Stella Nair, associate professor of art history, has been recognized with a 2021-2022 research excellence award by the UCLA Center for the Study of Women. Nair was honored for her current book project, “Shelter, Shrine, and Prison: The Acllauasi and Other Spaces for Women in the Inca Empire,” which re-examines the built environment of the Inca Empire as it pertained to gender.

This research will be the first in-depth study of the acllauasi, which translates to “house of the chosen women,” and of female space in the Inca Empire, confronting long-held paradigms about the history of Inca architecture and gender in Andean spaces.

Nair’s scholarship focuses on the built environment of Indigenous communities in the Americas. Trained as an architect and architectural historian, Nair has conducted fieldwork in Bolivia, Mexico, Peru and the United States, with ongoing projects in the south central Andes.

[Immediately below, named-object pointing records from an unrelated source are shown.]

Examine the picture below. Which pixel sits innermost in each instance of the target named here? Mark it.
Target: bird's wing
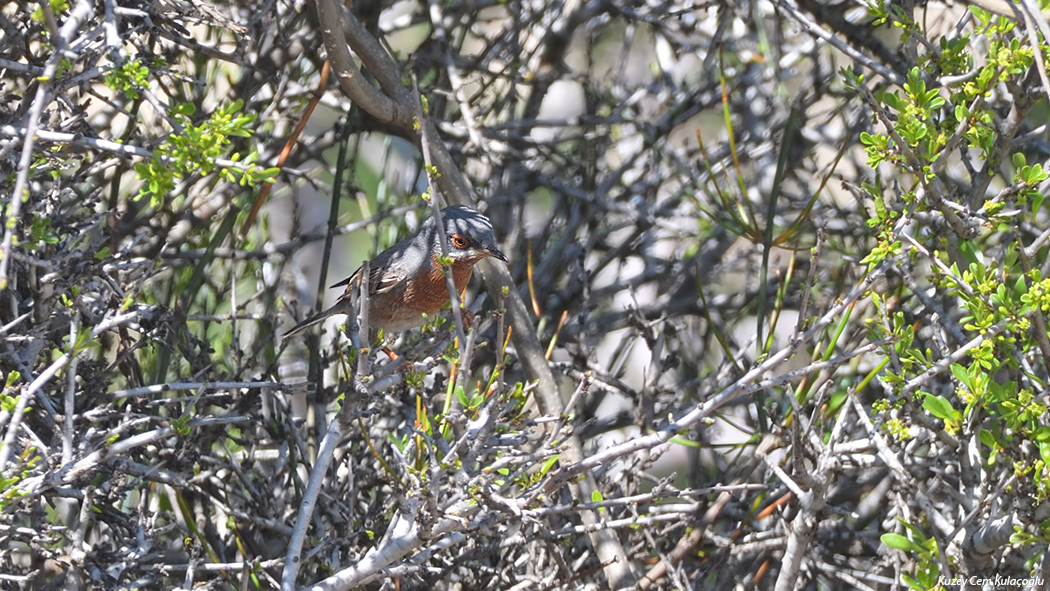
(379, 281)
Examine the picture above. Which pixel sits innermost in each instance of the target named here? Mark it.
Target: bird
(406, 280)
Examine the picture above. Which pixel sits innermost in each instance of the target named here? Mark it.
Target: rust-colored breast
(422, 293)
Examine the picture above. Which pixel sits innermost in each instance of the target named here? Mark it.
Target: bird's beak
(495, 253)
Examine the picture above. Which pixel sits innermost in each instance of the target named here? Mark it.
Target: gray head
(468, 233)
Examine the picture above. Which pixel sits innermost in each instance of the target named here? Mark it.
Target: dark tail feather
(316, 319)
(303, 325)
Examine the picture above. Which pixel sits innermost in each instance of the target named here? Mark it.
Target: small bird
(406, 280)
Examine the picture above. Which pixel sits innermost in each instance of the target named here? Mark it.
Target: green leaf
(940, 407)
(899, 542)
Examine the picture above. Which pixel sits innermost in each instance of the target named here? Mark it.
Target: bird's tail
(315, 319)
(303, 325)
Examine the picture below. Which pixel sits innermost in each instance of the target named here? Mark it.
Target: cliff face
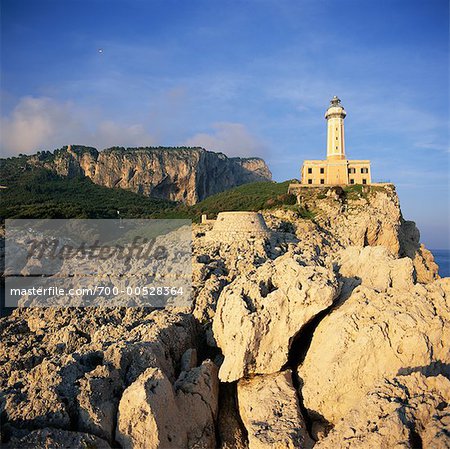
(331, 334)
(178, 174)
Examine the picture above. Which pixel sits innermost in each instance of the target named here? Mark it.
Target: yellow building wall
(318, 172)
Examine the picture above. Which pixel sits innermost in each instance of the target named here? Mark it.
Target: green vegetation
(38, 193)
(35, 192)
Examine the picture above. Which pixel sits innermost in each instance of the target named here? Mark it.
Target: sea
(442, 258)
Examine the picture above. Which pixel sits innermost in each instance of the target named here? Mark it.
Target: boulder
(49, 438)
(147, 416)
(370, 336)
(231, 431)
(98, 400)
(197, 397)
(375, 267)
(404, 412)
(153, 413)
(260, 314)
(270, 410)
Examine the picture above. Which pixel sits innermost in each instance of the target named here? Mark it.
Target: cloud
(43, 123)
(233, 139)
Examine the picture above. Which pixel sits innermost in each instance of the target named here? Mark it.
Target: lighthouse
(335, 116)
(336, 169)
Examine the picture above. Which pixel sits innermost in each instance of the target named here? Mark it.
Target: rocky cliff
(330, 333)
(179, 174)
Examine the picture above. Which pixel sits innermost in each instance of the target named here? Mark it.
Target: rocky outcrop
(259, 315)
(374, 335)
(330, 332)
(407, 411)
(269, 408)
(48, 383)
(57, 439)
(368, 216)
(154, 414)
(179, 174)
(375, 267)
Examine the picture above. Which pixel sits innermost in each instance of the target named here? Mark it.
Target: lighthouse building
(336, 169)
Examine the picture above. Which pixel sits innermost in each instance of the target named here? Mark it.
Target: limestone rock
(178, 174)
(153, 413)
(404, 412)
(45, 384)
(98, 400)
(259, 315)
(197, 394)
(269, 408)
(147, 414)
(231, 431)
(374, 335)
(375, 267)
(57, 439)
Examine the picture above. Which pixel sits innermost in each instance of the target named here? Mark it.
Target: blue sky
(243, 77)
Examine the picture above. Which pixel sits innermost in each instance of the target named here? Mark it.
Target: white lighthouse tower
(335, 116)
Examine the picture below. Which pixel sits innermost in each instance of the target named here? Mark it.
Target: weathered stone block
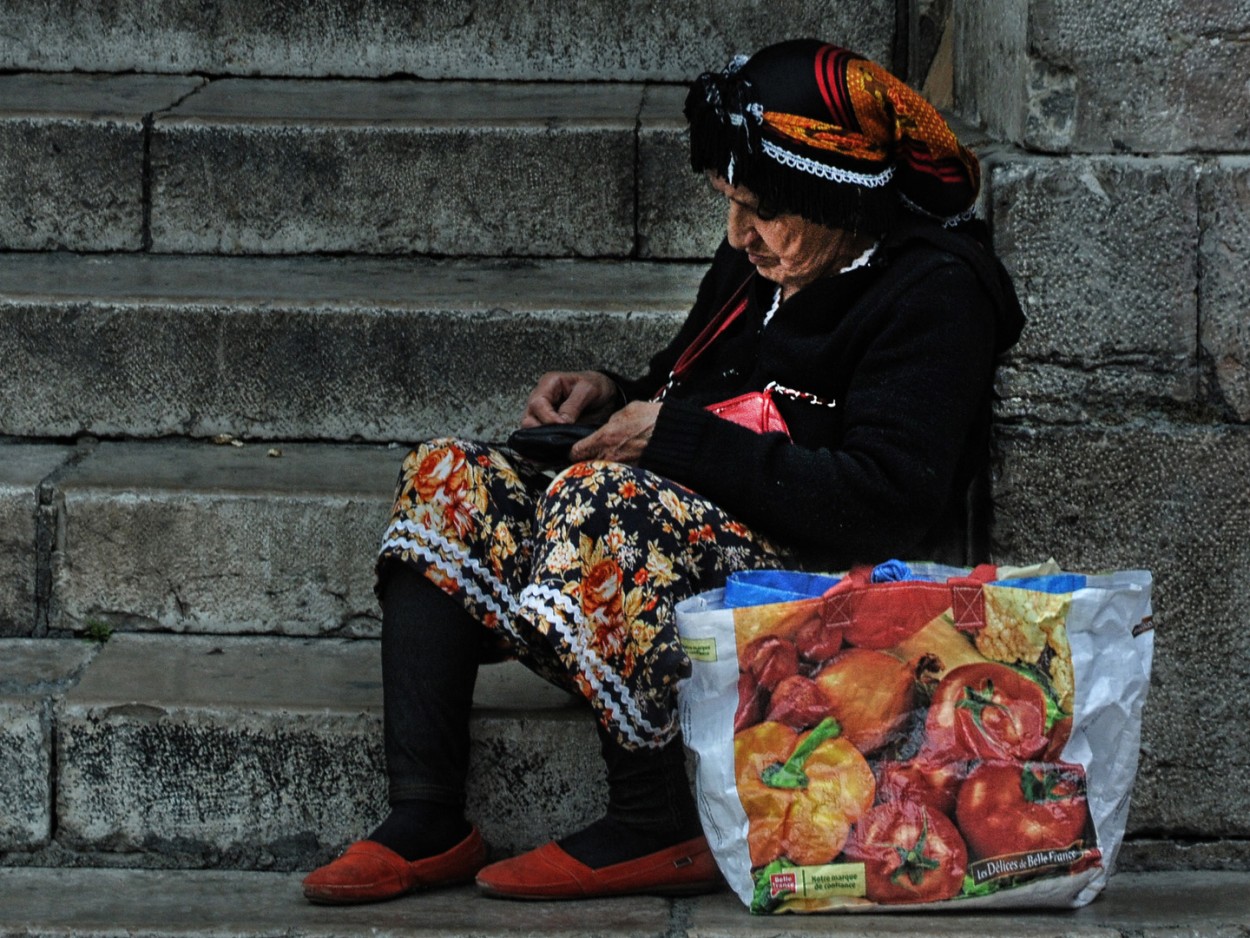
(678, 213)
(21, 470)
(403, 166)
(1225, 283)
(205, 538)
(25, 774)
(1171, 499)
(71, 158)
(31, 672)
(313, 348)
(491, 39)
(1068, 75)
(266, 753)
(1103, 252)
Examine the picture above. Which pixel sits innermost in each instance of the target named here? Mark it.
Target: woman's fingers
(564, 397)
(623, 438)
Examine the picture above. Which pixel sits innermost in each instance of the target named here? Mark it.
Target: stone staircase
(246, 253)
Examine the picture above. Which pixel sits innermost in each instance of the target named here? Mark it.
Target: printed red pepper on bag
(910, 853)
(985, 712)
(1015, 807)
(801, 792)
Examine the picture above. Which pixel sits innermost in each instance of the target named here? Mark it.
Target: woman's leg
(649, 806)
(615, 549)
(430, 653)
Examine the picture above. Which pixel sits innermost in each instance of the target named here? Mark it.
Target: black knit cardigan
(905, 349)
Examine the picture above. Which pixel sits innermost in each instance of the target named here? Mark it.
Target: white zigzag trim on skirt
(453, 568)
(591, 663)
(834, 174)
(530, 598)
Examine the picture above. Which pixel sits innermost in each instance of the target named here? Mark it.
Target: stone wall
(1120, 199)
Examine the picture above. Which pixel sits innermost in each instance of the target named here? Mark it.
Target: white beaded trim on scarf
(834, 174)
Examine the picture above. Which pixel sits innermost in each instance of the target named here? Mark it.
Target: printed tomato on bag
(903, 736)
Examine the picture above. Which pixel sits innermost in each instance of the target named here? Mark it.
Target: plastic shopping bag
(916, 736)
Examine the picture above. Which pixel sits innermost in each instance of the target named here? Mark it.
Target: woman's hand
(566, 397)
(623, 438)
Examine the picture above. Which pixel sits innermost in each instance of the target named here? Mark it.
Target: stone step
(106, 903)
(285, 166)
(311, 348)
(253, 753)
(541, 40)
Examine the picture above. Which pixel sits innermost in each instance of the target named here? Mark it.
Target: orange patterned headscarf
(826, 134)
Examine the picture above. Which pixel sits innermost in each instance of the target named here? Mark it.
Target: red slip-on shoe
(550, 873)
(369, 872)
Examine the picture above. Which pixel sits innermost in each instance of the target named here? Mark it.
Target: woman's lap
(579, 574)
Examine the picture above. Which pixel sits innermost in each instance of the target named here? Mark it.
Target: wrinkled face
(786, 249)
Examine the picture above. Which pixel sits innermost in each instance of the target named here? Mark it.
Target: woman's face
(788, 249)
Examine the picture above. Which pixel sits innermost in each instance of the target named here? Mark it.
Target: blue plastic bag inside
(768, 587)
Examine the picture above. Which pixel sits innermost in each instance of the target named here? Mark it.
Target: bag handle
(883, 614)
(734, 308)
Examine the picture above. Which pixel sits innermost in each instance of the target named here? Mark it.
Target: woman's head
(818, 131)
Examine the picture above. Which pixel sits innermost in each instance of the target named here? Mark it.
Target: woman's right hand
(568, 397)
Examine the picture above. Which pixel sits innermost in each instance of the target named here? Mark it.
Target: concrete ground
(103, 903)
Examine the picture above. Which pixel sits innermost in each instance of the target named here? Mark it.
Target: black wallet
(548, 444)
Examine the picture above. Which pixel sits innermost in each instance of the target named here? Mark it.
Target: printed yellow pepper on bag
(801, 792)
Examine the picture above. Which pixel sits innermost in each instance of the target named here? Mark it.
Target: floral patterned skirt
(578, 575)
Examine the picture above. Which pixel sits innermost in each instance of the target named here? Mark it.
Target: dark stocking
(430, 652)
(649, 806)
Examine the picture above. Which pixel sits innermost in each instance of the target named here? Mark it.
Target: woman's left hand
(623, 438)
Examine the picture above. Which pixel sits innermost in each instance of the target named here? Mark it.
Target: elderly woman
(825, 402)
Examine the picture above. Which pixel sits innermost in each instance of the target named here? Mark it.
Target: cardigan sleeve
(913, 403)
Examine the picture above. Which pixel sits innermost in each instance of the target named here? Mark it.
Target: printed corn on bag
(916, 734)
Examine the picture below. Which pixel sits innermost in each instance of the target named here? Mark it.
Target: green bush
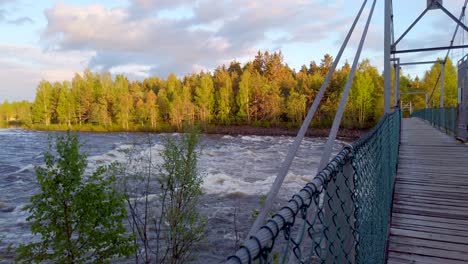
(76, 219)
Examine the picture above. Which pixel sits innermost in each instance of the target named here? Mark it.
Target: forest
(263, 92)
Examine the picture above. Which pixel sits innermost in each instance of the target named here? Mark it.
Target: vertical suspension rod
(339, 113)
(300, 135)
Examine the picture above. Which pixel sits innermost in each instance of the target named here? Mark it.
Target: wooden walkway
(430, 206)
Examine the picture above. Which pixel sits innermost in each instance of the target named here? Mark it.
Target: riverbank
(343, 133)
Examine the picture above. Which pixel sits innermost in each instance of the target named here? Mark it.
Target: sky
(52, 40)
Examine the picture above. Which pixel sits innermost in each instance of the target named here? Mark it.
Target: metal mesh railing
(343, 215)
(443, 118)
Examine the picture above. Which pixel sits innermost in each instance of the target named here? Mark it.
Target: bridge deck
(430, 206)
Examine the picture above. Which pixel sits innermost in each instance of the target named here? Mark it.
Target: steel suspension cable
(339, 113)
(300, 135)
(462, 15)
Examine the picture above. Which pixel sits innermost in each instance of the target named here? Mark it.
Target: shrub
(76, 220)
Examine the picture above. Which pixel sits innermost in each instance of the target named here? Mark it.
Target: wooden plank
(428, 251)
(430, 218)
(415, 258)
(429, 243)
(406, 221)
(430, 209)
(427, 235)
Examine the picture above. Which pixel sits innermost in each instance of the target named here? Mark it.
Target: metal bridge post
(397, 83)
(442, 81)
(387, 47)
(339, 216)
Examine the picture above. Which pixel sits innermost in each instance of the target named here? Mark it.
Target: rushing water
(237, 172)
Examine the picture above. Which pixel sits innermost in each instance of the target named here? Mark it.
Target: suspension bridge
(399, 194)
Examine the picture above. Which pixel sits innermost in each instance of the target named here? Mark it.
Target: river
(238, 171)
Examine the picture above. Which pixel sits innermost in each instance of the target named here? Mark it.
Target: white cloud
(215, 32)
(23, 66)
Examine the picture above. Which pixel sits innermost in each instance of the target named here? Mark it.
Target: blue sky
(52, 40)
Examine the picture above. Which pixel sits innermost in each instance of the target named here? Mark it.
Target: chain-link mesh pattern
(342, 216)
(444, 118)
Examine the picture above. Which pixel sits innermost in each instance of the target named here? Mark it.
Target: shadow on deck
(430, 207)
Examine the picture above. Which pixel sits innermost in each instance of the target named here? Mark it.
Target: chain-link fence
(443, 118)
(343, 215)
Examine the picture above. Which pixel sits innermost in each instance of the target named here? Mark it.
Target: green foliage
(76, 219)
(263, 91)
(180, 183)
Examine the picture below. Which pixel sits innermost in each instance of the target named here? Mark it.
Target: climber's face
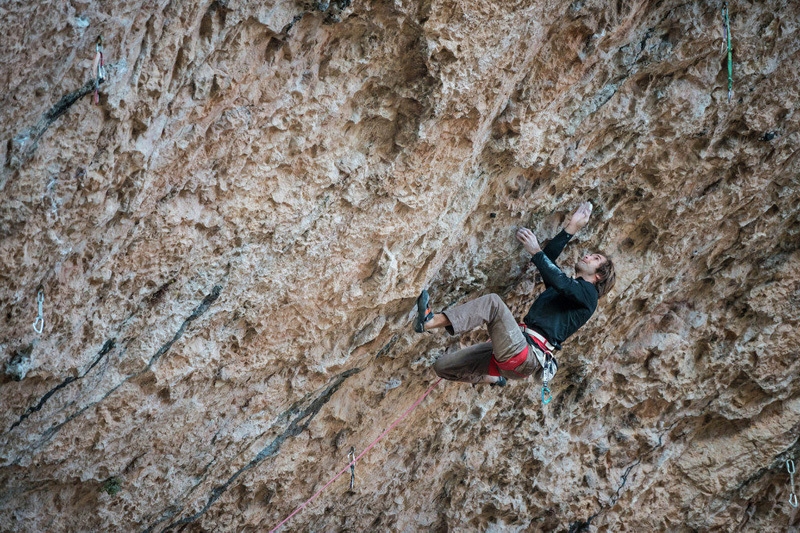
(588, 264)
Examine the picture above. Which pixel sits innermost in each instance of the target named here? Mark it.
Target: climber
(518, 351)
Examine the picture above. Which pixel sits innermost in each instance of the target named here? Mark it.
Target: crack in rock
(23, 145)
(296, 426)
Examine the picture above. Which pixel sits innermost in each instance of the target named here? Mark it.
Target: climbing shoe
(424, 312)
(501, 382)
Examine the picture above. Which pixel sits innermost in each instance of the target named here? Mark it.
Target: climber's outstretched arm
(579, 218)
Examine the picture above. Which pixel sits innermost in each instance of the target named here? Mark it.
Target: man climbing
(518, 351)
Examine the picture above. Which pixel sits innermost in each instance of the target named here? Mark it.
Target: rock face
(230, 244)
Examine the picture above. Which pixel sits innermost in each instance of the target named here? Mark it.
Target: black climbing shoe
(423, 311)
(501, 382)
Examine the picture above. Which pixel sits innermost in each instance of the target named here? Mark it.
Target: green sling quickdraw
(726, 36)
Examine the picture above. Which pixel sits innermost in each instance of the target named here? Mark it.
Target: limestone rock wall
(230, 244)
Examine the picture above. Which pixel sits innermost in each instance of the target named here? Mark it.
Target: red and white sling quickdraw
(98, 69)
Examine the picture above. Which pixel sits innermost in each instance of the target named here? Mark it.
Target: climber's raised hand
(528, 240)
(579, 218)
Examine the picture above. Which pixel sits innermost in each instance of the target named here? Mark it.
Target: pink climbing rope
(343, 470)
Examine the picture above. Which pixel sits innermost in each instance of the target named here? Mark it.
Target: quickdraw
(98, 69)
(38, 324)
(549, 369)
(726, 41)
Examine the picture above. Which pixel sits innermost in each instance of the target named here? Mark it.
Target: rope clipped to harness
(38, 324)
(726, 41)
(98, 69)
(549, 369)
(352, 457)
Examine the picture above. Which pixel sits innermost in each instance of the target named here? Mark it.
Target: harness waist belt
(543, 343)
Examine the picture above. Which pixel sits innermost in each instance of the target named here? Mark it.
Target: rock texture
(229, 246)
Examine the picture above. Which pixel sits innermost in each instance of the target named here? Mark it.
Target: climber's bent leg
(507, 339)
(468, 365)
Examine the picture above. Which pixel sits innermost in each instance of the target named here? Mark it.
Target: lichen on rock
(232, 241)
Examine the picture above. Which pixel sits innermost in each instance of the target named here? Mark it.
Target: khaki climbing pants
(471, 364)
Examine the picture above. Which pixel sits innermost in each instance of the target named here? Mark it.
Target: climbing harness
(726, 41)
(549, 369)
(98, 69)
(352, 457)
(544, 353)
(38, 324)
(353, 462)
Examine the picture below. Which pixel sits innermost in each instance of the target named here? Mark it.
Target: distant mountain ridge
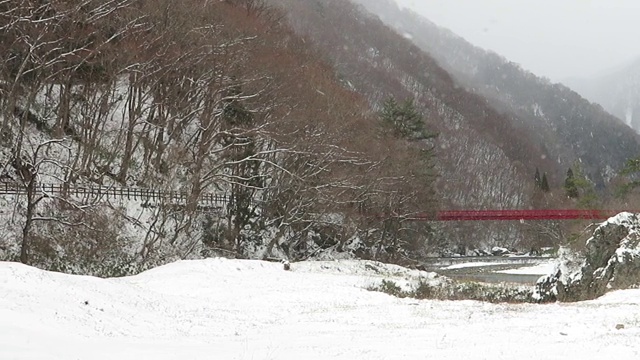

Nair directs the Andean laboratory and the architecture laboratory at the UCLA Cotsen Institute of Archaeology. She also advises the Andean working group, which brings together Andean specialists in the greater Los Angeles region to share research. Along with history professor Kevin Terraciano, the Dr. E. Bradford Burns Professor in Latin American Studies, Nair advises the indigenous material and visual culture reading group, which joins students and faculty working on indigenous material culture from 1450 through 1850.

Jointly established with the UCLA Institute of American Cultures, the awards are given to associate professors whose research address questions important to the fields of critical race and postcolonial studies and/or gender, sexuality and ethnic studies.